VILLA PARK – Thirty-five years ago, Steve Bathey was listening to the radio and heard about the Chicago Zoological Society volunteer program at the Brookfield Zoo. As a man who always has loved animals, he decided to apply for the program.
When asked why he originally chose the Brookfield Zoo, he chuckled.
“It was so long ago, I don’t remember why,” he said.
Bathey recently was recognized for his 35 years of service to the Brookfield Zoo by the Chicago Zoological Society.
A resident of Villa Park for 44 years, Bathey has spent more than three decades answering zoo visitors’ questions about the animals, interpreting animals’ behaviors for guests and making sure people follow safety procedures.

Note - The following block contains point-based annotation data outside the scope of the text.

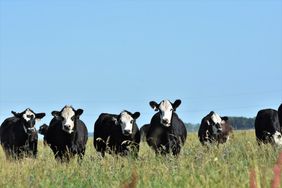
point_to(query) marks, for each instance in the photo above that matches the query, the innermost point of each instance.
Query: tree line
(238, 123)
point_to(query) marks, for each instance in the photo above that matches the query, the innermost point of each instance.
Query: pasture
(228, 165)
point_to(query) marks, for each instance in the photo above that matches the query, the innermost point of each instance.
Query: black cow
(267, 127)
(18, 135)
(117, 134)
(144, 131)
(214, 128)
(167, 131)
(280, 115)
(43, 130)
(67, 135)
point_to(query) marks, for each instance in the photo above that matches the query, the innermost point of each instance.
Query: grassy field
(224, 166)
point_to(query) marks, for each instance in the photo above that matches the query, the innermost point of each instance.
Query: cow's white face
(126, 122)
(28, 115)
(277, 138)
(166, 110)
(216, 123)
(29, 118)
(68, 115)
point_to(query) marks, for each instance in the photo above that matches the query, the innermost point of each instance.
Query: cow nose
(126, 132)
(219, 130)
(165, 121)
(67, 127)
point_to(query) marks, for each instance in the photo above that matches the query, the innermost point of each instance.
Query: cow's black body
(166, 139)
(266, 124)
(108, 137)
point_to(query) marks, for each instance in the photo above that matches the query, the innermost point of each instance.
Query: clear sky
(108, 56)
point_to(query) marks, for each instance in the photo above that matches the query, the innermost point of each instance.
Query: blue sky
(109, 56)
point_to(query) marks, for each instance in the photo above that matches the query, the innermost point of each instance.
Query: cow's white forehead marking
(165, 105)
(124, 116)
(216, 118)
(126, 122)
(68, 122)
(277, 138)
(27, 113)
(67, 112)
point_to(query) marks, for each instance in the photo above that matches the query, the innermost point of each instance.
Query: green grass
(224, 166)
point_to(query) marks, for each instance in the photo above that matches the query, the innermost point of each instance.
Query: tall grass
(228, 165)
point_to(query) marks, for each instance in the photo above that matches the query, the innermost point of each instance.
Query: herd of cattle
(119, 134)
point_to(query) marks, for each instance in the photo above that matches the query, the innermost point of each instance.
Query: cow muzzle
(67, 128)
(127, 132)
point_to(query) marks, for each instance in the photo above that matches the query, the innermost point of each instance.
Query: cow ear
(136, 115)
(39, 116)
(154, 105)
(56, 113)
(16, 114)
(78, 112)
(176, 104)
(225, 118)
(114, 119)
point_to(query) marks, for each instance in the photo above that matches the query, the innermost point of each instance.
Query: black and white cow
(214, 128)
(67, 135)
(18, 135)
(267, 127)
(167, 131)
(43, 130)
(144, 131)
(117, 134)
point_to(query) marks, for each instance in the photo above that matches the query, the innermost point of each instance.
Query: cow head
(277, 137)
(126, 120)
(43, 129)
(29, 119)
(166, 109)
(215, 122)
(68, 116)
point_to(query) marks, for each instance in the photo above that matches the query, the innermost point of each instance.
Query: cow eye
(30, 116)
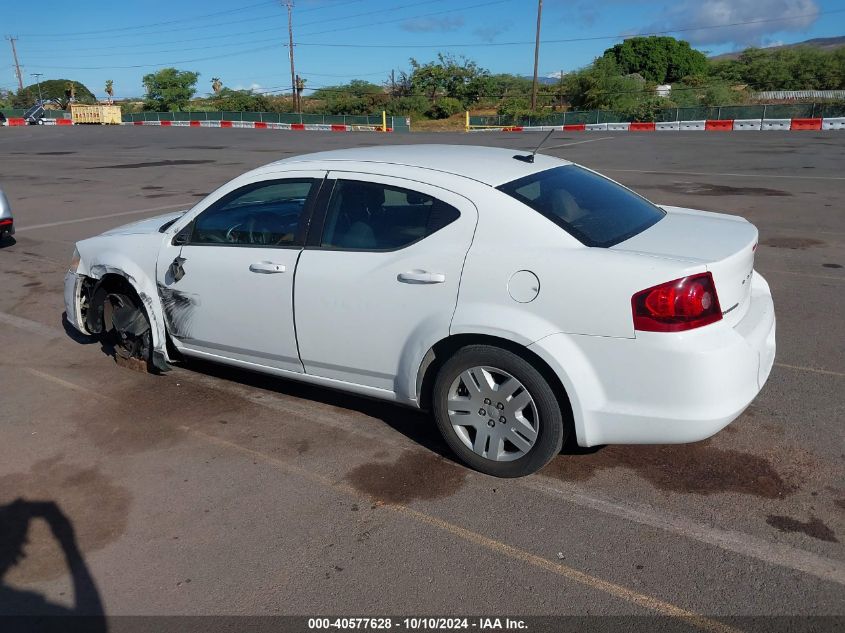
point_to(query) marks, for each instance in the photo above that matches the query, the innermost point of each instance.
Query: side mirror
(183, 236)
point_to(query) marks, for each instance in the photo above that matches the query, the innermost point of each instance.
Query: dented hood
(148, 225)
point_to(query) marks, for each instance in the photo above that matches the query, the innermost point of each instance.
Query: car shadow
(76, 336)
(25, 610)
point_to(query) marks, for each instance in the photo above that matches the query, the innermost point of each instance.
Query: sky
(244, 42)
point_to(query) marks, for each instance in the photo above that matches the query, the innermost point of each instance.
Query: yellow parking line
(827, 372)
(618, 591)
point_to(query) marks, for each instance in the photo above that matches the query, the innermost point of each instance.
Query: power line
(566, 40)
(121, 30)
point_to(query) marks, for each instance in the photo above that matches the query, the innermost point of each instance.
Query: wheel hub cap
(481, 396)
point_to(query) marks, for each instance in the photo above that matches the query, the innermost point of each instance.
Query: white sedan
(521, 299)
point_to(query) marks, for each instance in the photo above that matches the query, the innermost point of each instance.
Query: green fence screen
(701, 113)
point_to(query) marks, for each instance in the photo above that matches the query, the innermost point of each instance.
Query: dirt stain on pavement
(814, 527)
(412, 476)
(144, 412)
(698, 468)
(794, 243)
(156, 163)
(709, 189)
(97, 508)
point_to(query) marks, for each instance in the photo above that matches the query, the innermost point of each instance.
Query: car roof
(491, 165)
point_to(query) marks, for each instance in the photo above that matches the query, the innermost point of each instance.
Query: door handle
(421, 277)
(267, 268)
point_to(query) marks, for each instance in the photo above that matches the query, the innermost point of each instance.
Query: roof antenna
(529, 158)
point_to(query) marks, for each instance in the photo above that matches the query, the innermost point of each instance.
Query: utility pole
(12, 41)
(536, 56)
(38, 79)
(294, 93)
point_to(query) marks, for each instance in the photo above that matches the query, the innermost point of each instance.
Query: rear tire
(497, 412)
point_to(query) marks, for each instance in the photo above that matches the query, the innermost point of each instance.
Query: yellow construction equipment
(96, 114)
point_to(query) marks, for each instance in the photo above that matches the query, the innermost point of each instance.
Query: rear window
(593, 209)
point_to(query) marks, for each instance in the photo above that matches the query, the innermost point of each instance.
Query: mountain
(823, 43)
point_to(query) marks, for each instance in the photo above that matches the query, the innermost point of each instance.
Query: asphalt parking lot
(211, 491)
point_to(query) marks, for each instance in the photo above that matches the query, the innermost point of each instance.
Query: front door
(228, 291)
(380, 283)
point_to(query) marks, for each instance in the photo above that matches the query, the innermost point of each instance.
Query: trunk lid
(724, 244)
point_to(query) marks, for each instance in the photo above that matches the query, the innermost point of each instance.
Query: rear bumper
(665, 388)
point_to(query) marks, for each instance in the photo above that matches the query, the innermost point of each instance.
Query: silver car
(7, 223)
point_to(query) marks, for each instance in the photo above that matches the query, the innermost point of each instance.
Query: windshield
(593, 209)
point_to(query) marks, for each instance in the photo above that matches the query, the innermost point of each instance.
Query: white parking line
(738, 542)
(789, 272)
(183, 205)
(827, 372)
(764, 550)
(701, 173)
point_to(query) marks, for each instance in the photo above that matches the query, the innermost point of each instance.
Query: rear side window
(593, 209)
(367, 216)
(267, 213)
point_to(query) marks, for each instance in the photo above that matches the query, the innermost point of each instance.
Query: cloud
(490, 33)
(760, 17)
(430, 25)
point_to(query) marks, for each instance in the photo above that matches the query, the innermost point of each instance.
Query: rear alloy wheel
(497, 412)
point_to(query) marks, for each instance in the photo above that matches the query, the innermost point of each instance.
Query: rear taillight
(682, 304)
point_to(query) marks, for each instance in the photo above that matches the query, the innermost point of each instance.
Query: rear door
(227, 291)
(378, 283)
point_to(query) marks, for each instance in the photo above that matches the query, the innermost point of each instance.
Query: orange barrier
(806, 124)
(719, 125)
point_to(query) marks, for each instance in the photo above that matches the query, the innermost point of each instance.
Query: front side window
(267, 213)
(594, 210)
(370, 216)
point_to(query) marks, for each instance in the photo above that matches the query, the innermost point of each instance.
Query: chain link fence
(701, 113)
(398, 123)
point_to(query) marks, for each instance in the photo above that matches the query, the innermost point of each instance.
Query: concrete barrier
(667, 125)
(837, 123)
(747, 124)
(806, 124)
(776, 124)
(719, 125)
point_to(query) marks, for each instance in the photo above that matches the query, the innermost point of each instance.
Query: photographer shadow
(30, 610)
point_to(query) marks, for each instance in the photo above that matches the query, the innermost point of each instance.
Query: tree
(54, 90)
(169, 89)
(450, 76)
(239, 101)
(658, 59)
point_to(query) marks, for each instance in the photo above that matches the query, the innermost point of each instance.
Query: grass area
(454, 123)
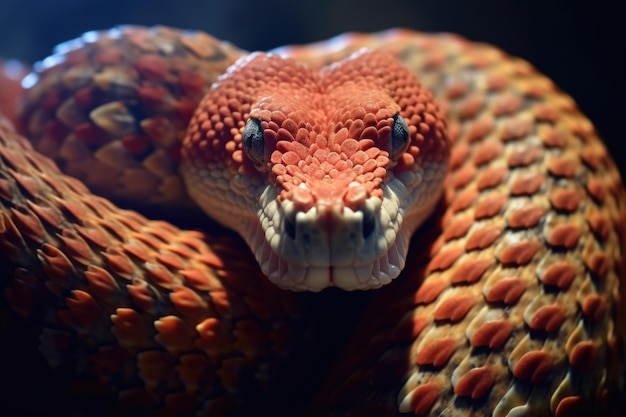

Every other Friday and Saturday, Bathey is given a schedule of four places in the zoo he is going to for the day. He could be at the Underwater Viewing area at the Seven Seas exhibit, the Feathers and Scales or the Living Coast exhibits, to name a few. Once there, he is a guide for zoo guests to help them understand the animals they are watching.
Bathey’s favorite part of his job is interpreting the animals for the guests. For example, there are two polar bears who live together at the zoo for breeding purposes. The female is very small and the male is much larger. Bathey said people tend to interpret the female bear to be the cub of the male bear instead of the mate.
The zoo holds memories for Bathey. It is where he met and married his wife, Lisa. Twenty-seven years ago, Lisa also applied to the volunteer program from an ad she heard on the radio.
“We both had the same way of getting there,” Bathey said.
The two got married at Indian Lake in Brookfield Zoo between the Dragonfly Marsh and the Great Bear Wilderness exhibits. This is the same spot a pair of trumpeter swans produce eggs each year, according to the zoo’s website.
When Bathey is not volunteering at the zoo, he spends his time taking photos of the zoo animals or at Cantigny Park in Wheaton, along with caring for his own pets.
The Bathey household consists of two turtles (Clipso and E.T.), three birds (Winston, Bob and Begee) and three rescued black cats (Cyrano, Jewel and Sable).
“People don’t like to take black cats,” Bathey said. “We take them.”